The general aim of my research is to identify novel biomarkers and targets for cancer therapy to improve the treatment of lung cancer. To accomplish this I am developing and applying advanced methods as described below to study the effects of cancer therapy on cancer cells. By reading out the molecular response of cancer cells to different drugs in great detail we can identify the determinants of drug response or drug resistance, and use this information to suggest biomarkers and drug combinations for improved lung cancer therapy. 

 

Functional Proteomics and Systems Biology

The expression, and functions of proteins in a cell is what determines the phenotype, i.e. the characteristics of the cell. For example the expression and functional activity of proteins in a cell will determine if a cell is cancerous or not, and whether a cancer cell is sensitive for a specific type of treatment. Proteomics is the large-scale study of proteins in biological systems, or in other words methods that aim to comprehensively describe the protein landscape of a biological sample. The proteomics concept can be further developed into functional proteomics where the ambition is to also describe the functional state of proteins in large-scale experiments.

In depth mass spectrometry based proteomics

In our lab we use high-resolution orbitrap mass spectrometers to identify and quantify thousands of proteins in biological samples. More specifically, we have developed a method, HiRIEF-LC-MS (Nature Methods 2014) that allows us to study more than 10 000 unique proteins and their regulation in response to treatment in a single experiment. This analytical depth gives us the possibility to describe the molecular response of cancer cells to cancer therapy in great detail, which is essential to understand the effects of the treatment.

Phospho-proteomics

The activity of a protein is not only determined by the abundance of the protein. Since it is important for a cell to tightly regulate all cellular processes, the proteins are equipped with “molecular switches” that turn on or off certain functions of the proteins.

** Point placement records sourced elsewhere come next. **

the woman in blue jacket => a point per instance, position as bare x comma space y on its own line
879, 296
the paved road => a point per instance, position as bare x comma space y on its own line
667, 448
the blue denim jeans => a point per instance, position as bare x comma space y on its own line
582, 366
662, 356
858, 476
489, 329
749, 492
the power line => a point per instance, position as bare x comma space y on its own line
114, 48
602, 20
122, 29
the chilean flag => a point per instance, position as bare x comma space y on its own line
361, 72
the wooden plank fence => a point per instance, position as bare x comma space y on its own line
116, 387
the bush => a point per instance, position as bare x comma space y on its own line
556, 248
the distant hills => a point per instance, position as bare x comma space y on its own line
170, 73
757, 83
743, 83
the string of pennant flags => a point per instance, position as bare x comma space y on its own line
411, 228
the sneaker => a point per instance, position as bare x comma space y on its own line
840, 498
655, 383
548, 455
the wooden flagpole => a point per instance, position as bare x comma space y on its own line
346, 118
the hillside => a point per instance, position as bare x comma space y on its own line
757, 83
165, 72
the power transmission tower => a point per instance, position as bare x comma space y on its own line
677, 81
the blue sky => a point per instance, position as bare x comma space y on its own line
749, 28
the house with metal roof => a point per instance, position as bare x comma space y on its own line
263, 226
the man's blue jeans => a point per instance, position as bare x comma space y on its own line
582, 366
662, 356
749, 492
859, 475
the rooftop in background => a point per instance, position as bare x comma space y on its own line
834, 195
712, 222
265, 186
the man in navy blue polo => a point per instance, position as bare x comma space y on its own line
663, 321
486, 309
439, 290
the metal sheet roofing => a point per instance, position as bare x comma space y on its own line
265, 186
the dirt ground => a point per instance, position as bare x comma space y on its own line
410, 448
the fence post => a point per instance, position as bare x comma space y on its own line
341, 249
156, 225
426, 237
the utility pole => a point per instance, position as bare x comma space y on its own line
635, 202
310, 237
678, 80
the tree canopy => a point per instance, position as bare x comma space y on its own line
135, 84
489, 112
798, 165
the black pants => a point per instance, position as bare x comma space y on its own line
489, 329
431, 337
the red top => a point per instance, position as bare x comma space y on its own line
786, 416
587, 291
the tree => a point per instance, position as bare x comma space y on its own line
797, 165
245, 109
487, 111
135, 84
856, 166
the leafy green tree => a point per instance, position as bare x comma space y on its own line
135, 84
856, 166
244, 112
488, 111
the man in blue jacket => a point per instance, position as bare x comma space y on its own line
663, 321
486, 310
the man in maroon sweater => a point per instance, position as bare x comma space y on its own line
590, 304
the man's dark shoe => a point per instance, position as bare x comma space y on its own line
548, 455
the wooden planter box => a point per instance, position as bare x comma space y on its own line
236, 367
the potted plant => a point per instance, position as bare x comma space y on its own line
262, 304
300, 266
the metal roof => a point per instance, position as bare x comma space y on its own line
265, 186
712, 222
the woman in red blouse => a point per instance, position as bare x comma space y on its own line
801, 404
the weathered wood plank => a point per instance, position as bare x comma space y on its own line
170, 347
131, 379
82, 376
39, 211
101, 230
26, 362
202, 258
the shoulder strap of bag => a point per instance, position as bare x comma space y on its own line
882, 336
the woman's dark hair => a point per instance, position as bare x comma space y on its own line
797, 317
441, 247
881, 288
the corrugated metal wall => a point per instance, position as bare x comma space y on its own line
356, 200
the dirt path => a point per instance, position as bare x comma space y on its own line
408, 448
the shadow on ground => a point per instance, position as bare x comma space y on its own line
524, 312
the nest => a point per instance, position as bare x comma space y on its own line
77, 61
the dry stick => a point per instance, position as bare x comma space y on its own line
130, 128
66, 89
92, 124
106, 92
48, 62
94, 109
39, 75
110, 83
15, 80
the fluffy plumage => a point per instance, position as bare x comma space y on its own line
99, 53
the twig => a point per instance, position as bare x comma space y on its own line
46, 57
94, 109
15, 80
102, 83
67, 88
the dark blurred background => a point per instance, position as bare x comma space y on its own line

This regulation is performed by adding or removing functional groups to the proteins in processes referred to as protein post-translational modification (PTM). The most well characterized type of PTM is protein phosphorylation and the phosphorylation pattern of proteins in cancer cells are commonly disturbed, which can result in for example increased cell proliferation or decreased apoptosis (cell death). Many targeted cancer therapies are aiming to restore the phosphorylation pattern in cancer cells to stop the uncontrolled cell growth and induce cell death. To fully understand the consequences of targeted therapies, it is therefor important to study changes in protein phosphorylation in response to treatment. In our lab we are setting up methods to specifically study protein phosphorylation, and these methods are then applied to analyze the effects of treatment on the phospho-proteome.

Protein subcellular localization and relocalization

The functions and activities of proteins are also determined by their specific localization in the cell. A protein can have one type of function when localized in the nucleus, and a completely different function when localized in the cytoplasm. More common maybe is that a protein is active when it is residing in one subcellular compartment and inactive when sequestered in another. Treatment of cells with different types of drugs will alter the subcellular localization of proteins, i.e. induce protein relocalization, which will alter the function of affected proteins. Currently, large-scale methods to study protein localization and relocalization are lacking. We are developing methods to comprehensively study the localization of proteins in cells, and these methods will be used to understand how proteins shuttle between different subcellular compartments in response to cancer therapy, and ultimately how this affects the drug sensitivity. 

Systems Biology

Systems biology is the combination of different levels of biological information in order to see the full picture. In practice this means that we merge the information generated by several different types of experiments used to study the same biological question. The data included in our systems biology analysis is generated by the proteomics methods described above, but we also include data describing the transcriptional activity of cancer cells in response to treatment (mRNA-level analysis) as well as the genomic background of the cells (DNA-level analysis). All this data is then used in concert to understand why the cancer cells from different tumors respond differently to cancer drugs. Ultimately this knowledge will help us tailor the best cancer therapy to each lung cancer patient with the ambition to cure him or her from the disease.

 

Selected publications:

Janne Lehtiö, Taner Arslan, Ioannis Siavelis, Yanbo Pan, Fabio Socciarelli, Olena Berkovska, Husen M. Umer, Georgios Mermelekas, Mohammad Pirmoradian, Mats Jönsson, Hans Brunnström, Odd Terje Brustugun, Krishna Pinganksha Purohit, Richard Cunningham, Hassan Foroughi Asl, Sofi Isaksson, Elsa Arbajian, Mattias Aine, Anna Karlsson, Marija Kotevska, Carsten Gram Hansen, Vilde Drageset Haakensen, Åslaug Helland, David Tamborero, Henrik J. Johansson, Rui M. Branca, Maria Planck, Johan Staaf, and Lukas M. Orre. Proteogenomics of non-small cell lung cancer reveals molecular subtypes associated with specific therapeutic targets and immune evasion mechanisms. Nature Cancer. 2021 Nov 22 (2), 1224–1242.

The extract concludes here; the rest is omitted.